The smart cameras that Rubin & his co-founders envisioned would use the Android OS to connect to PCs, but it was reworked to better fit smartphones as that market had began to grow at a great pace.
"The exact same platform, the exact same operating system we built for cameras, that became Android for cellphones," Android co-founder Andy Rubin said at Japan New Economy Summit in Tokyo. Rubin, who became a high-level Google exec after the acquisition of Android in 2005, said the planned camera platform was heavily built around cloud services and online storage.

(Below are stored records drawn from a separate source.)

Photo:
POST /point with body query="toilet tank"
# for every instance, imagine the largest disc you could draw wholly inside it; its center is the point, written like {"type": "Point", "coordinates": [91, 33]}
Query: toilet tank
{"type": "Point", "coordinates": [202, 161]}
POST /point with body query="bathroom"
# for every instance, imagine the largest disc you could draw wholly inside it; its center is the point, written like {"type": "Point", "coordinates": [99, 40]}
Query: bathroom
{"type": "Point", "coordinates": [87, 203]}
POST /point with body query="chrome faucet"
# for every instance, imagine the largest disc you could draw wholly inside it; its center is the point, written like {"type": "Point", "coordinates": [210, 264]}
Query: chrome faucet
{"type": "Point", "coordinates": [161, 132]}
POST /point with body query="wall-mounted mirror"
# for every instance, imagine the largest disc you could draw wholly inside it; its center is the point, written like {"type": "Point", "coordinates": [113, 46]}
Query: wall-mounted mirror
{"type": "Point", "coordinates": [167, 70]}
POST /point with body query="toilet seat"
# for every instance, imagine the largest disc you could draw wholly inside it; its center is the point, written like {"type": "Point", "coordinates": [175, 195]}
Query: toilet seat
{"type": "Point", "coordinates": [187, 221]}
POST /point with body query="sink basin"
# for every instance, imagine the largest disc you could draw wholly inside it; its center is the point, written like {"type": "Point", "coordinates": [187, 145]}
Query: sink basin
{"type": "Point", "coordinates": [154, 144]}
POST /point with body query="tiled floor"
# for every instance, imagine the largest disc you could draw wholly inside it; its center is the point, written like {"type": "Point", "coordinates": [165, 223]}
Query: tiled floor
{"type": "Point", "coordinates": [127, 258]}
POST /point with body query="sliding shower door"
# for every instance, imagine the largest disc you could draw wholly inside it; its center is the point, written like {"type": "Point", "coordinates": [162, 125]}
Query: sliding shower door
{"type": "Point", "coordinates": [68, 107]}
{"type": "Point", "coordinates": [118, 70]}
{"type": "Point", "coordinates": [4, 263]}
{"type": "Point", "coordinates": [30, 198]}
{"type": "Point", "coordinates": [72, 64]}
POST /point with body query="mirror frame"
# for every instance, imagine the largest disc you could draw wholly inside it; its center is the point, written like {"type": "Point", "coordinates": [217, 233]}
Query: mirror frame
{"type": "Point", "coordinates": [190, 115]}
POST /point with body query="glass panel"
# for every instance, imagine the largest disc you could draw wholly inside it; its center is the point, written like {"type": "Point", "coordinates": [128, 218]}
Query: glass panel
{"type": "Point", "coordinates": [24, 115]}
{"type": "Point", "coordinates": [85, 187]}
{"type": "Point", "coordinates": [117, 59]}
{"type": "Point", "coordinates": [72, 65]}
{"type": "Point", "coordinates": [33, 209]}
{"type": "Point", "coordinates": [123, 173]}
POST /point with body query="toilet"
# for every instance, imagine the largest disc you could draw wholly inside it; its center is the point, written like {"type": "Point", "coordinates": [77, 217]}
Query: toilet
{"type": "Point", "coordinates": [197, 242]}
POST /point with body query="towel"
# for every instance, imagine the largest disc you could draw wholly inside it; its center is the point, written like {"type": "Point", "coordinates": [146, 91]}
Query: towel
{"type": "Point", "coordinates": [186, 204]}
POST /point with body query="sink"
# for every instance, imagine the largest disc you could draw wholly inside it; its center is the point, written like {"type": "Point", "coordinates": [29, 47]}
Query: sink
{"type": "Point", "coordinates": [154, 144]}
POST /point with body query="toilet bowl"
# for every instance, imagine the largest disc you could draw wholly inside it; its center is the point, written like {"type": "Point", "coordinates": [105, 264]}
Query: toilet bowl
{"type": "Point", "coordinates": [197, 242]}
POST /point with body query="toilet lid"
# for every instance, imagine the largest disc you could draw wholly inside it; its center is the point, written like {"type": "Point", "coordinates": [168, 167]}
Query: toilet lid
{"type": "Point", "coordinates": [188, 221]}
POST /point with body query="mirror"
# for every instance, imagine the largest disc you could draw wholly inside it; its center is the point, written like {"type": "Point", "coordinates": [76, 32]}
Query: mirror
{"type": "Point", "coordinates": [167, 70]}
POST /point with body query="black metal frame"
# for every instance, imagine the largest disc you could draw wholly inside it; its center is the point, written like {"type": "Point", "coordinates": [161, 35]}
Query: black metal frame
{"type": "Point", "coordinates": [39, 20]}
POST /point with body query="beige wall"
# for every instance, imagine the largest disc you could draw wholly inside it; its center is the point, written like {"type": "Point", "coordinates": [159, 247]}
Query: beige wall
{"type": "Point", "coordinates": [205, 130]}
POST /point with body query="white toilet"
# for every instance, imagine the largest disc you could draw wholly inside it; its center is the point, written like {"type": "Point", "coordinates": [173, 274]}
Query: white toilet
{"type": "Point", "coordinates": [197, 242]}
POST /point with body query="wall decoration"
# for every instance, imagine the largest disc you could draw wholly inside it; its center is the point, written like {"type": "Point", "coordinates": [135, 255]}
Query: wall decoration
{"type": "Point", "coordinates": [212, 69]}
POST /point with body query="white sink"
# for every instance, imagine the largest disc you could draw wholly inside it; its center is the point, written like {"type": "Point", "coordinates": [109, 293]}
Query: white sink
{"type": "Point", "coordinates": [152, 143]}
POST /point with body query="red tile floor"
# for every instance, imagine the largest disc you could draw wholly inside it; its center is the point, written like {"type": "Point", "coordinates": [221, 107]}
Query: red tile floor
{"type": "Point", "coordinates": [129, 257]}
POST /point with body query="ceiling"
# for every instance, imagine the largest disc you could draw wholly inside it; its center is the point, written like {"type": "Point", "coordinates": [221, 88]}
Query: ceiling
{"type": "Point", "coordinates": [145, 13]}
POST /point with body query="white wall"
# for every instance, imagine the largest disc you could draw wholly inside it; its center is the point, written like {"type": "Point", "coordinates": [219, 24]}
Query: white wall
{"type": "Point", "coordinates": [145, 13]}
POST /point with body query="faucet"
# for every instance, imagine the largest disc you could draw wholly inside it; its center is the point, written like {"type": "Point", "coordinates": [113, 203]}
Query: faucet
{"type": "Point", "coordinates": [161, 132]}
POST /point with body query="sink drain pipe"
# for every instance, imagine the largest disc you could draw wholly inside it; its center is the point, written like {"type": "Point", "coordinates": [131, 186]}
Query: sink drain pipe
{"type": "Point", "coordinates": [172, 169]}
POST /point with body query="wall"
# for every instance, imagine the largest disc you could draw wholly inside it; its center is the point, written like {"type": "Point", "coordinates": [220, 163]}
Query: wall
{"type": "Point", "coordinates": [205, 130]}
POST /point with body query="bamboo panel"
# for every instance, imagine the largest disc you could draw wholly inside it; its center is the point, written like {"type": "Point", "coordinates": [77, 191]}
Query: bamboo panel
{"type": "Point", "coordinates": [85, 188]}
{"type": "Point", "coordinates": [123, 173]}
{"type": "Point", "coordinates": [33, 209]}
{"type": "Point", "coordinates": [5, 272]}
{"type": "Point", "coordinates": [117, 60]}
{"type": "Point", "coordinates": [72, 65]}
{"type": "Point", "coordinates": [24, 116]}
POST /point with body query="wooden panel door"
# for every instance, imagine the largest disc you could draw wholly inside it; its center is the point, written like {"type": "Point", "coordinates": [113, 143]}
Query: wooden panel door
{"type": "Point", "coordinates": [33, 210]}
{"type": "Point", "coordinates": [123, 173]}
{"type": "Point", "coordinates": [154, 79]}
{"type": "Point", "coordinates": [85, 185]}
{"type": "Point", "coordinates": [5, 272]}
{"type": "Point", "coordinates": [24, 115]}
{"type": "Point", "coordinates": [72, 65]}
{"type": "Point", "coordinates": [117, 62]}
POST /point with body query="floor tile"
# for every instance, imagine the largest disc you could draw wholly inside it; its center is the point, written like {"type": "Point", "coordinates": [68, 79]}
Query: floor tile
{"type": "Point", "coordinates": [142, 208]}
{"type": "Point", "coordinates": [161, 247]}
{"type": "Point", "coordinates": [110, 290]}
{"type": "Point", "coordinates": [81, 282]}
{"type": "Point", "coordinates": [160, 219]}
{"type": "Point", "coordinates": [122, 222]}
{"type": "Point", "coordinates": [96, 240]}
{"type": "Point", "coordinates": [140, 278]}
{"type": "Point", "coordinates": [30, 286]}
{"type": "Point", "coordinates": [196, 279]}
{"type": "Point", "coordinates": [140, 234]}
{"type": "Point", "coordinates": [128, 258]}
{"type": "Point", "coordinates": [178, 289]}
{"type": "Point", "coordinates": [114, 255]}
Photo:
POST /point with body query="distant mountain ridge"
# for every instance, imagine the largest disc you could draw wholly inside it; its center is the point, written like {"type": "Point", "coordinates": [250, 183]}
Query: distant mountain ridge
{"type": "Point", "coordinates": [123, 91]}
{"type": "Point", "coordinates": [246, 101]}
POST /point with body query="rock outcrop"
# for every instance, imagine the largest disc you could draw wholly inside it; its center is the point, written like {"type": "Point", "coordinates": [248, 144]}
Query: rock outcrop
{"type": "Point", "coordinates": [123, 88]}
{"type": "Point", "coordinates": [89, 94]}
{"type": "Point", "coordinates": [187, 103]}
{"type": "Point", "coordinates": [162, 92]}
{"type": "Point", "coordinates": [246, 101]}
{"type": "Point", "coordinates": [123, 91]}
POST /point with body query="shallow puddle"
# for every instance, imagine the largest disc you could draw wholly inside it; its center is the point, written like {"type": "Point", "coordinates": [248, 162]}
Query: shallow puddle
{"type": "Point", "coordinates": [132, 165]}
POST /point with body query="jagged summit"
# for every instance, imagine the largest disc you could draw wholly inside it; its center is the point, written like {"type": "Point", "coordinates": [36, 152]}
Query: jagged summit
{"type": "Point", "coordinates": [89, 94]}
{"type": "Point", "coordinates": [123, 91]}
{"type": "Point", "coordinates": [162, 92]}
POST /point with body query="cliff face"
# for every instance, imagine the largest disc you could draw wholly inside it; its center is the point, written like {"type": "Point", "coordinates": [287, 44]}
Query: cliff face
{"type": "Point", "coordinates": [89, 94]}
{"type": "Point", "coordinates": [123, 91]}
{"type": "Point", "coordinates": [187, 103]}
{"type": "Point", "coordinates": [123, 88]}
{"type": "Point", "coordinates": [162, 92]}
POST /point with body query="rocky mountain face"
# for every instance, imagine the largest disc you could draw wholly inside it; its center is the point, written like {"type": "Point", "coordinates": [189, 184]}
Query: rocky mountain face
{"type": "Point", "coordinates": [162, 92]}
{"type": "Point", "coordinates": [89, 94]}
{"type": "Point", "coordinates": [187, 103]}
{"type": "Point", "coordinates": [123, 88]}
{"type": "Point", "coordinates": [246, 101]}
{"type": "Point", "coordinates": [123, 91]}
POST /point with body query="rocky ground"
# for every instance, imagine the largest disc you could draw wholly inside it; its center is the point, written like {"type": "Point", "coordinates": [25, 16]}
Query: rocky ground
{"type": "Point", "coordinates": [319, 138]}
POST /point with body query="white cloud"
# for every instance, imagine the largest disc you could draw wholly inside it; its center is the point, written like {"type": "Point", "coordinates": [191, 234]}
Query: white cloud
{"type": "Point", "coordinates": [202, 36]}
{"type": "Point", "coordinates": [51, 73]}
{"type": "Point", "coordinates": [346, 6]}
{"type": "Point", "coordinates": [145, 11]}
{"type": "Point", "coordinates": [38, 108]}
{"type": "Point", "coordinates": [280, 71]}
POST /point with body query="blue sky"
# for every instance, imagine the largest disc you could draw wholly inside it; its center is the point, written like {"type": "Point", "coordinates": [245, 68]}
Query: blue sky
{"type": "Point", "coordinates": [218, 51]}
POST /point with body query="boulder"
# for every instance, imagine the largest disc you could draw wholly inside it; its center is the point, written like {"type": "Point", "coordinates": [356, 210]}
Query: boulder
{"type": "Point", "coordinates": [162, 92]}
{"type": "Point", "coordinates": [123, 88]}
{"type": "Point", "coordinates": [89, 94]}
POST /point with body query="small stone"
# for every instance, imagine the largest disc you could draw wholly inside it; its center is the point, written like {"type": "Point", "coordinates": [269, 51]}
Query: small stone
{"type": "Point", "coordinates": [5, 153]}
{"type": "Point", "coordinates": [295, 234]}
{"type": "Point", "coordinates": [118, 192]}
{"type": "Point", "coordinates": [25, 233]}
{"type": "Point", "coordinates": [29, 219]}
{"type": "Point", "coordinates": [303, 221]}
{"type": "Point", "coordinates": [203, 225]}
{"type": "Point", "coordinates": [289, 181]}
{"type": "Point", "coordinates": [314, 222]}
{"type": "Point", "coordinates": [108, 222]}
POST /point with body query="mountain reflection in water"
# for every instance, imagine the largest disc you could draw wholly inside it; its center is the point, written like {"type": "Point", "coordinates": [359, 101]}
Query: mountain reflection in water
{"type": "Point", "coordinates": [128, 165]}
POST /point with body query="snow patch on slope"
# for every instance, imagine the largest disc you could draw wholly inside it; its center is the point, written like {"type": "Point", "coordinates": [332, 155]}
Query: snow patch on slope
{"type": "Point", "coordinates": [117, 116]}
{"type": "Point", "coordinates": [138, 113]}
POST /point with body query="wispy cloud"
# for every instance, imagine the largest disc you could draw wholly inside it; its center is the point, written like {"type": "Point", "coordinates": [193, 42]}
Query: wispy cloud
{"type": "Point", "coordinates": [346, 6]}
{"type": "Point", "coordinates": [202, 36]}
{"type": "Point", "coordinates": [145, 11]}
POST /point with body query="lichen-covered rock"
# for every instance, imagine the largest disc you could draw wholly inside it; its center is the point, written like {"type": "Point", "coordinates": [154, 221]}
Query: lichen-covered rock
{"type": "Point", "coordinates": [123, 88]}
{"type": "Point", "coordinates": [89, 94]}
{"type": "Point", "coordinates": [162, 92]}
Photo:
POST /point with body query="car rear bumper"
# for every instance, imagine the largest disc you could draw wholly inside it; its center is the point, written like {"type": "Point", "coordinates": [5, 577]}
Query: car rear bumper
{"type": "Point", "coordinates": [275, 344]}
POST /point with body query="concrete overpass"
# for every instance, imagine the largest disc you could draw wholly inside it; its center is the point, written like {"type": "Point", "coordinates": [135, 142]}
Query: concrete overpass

Rubin also showed slides from the original pitch to investors in April 2004, one of which showed a camera connected to a home computer in wired and wireless setups and which then linked to an Android Datacenter. Growth in digital cameras was gradually slowing down as smartphones changed the market and made digital photography truly mainstream. Rubin and Co revamped their business plan and five months after the original pitch, the company called their OS platform an "open-source handset solution," which is how we are most familiar with Android now.
Then, in 2005, Android got team members with experience at the likes of T-Mobile and Orange, and began to target the then smartphone biggie Windows Mobile. Apple's iOS didn't enter the picture until 2007. "We decided digital cameras wasn't actually a big enough market. I was worried about Microsoft and I was worried about Symbian, I wasn't worried about iPhone yet," Rubin said.
He added: "We wanted as many cellphones to use Android as possible. So instead of charging $99, or $59, or $69, to Android, we gave it away for free, because we knew the industry was price sensitive."